Wednesday, September 22, 2010

Fiestas Patrias

To my loved ones!

Sorry for the long hiatus but I've been a bit busy celebrating Fiestas Patrias (Chilean Independence celebrations) this weekend. And when I say weekend, I actually mean the last 5 days. From the hype beforehand, I gathered that it would be a weekend of eating, drinking, celebrating, drinking and drinking. It should also be mentioned that this year was the bicentenario (bicentennial (2 n's or 1? I'm forgetting my English...) so everyone was extra excited and even more in the "celebratory mood". While I did enjoy myself (don't worry, not too much), there were some points of frustration and exhaustion; nevertheless, I survived and have lived to tell the tale. Unfortunately, my camera didn't. The batteries decided to die on thursday night, when every grocery store, pharmacy or anywhere else they sell battieres shut down for the weekend. But, thanks to a friend's pictures and the Internet, I can still give you guys a visual.

I don't want to essentialize the celebration in anyway but for me, the highlights were as follows:


Basically HUGE parties in parks all over the city which happen all day every day for the entire weekend and include traditional Chilean food, drink and activities, such as dancing, music, games and in one case, an amusement park (For all my elmhurst folk out there, think Elmfest). I visited four different fondas, each with a distinct flavor yet all were packed with people every day disfrutando el bicentenario (enjoying (perhaps too much?) the bicentennial).


Well, found out that empanadas are actually the national food here and there was a ridiculous abundance of them at every fonda.
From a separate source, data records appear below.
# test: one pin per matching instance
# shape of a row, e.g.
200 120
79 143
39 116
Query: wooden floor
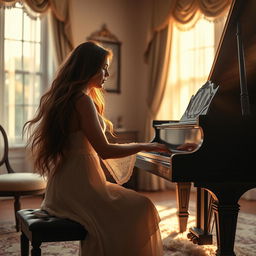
6 206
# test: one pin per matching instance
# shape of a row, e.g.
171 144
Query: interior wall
129 21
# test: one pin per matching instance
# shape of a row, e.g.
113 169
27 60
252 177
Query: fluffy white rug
176 244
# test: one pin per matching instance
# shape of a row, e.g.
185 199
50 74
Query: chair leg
36 251
16 208
24 245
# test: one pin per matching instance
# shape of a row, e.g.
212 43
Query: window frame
43 69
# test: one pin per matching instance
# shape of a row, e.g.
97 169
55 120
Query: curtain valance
61 23
184 11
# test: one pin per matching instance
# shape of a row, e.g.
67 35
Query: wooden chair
37 226
17 184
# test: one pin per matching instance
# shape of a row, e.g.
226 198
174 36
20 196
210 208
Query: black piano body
222 163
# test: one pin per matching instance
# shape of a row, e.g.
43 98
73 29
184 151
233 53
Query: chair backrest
5 159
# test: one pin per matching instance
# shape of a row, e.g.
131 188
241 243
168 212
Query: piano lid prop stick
244 97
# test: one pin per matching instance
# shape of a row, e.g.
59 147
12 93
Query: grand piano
213 143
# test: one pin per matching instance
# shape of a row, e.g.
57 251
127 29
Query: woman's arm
91 127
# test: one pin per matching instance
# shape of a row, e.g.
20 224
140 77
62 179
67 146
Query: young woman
68 143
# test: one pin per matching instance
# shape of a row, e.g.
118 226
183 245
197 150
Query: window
192 55
22 69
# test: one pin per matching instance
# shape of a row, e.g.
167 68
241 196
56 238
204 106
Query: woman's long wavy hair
48 131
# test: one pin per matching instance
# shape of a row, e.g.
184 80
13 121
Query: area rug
175 244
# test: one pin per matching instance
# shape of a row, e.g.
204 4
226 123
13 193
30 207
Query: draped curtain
184 13
59 21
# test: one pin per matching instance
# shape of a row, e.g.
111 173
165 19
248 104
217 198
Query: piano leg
200 234
183 194
225 208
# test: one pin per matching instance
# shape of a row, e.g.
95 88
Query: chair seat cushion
49 228
21 182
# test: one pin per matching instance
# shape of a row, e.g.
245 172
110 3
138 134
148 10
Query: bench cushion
49 228
21 182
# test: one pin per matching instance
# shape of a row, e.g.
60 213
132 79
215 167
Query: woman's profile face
100 77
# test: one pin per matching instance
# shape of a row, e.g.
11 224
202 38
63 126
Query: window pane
29 57
19 121
37 89
18 89
38 57
38 30
12 55
13 23
29 28
28 89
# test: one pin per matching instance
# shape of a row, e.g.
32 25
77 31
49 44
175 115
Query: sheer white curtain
191 57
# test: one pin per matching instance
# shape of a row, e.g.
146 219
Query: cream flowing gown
120 221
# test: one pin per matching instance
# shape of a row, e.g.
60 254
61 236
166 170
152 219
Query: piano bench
38 228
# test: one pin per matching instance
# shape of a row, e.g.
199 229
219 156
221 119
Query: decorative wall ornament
110 41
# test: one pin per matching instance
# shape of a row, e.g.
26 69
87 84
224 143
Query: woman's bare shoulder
85 103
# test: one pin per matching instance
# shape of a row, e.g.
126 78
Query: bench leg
36 251
24 245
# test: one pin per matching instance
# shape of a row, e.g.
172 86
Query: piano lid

It should also be noted that these were pretty much the only type of food that I didn't eat off a stick the entire weekend. The fondas were lined with grills filled with steak and chicken kebobs as well as fruit stands, which offered strawberries, pineapples and bananas, all dunked in a red carmelized substance or chocolate. Just the way I like my fruit: sugary.

Other traditional foods are manjar (excellent) and mote con huesillos, which is literally peaches floating in juice with some sort of grain at the bottom. I think it looks like a shriveled up brain; tastes about the same too.

I also attended several asados (barbecues) which offered (you guessed it) MORE MEAT, the most popular of which is choripan, which is somewhere between a brat and hotdog in size and is probably one the only foods I've eaten here with an actual flavor.

Despite this triumph, after the second day of asados I had to decline the choripan since before this weekend I hadn't eaten a hot dog in the last 5 years and my body was not accustomed. It should be noted that this proved to be quite the difficult task as the food is handed to you right off the grill without asking if you have an appetite first. If you try to say "no, gracias", you'll receive one of two responses: A) You'll be ignored or B) You'll be openly mocked by the entire family and considered fome (boring). Needless to say, there was more than one occasion where I sneaked off to dispose of the food I didn't want in the first place.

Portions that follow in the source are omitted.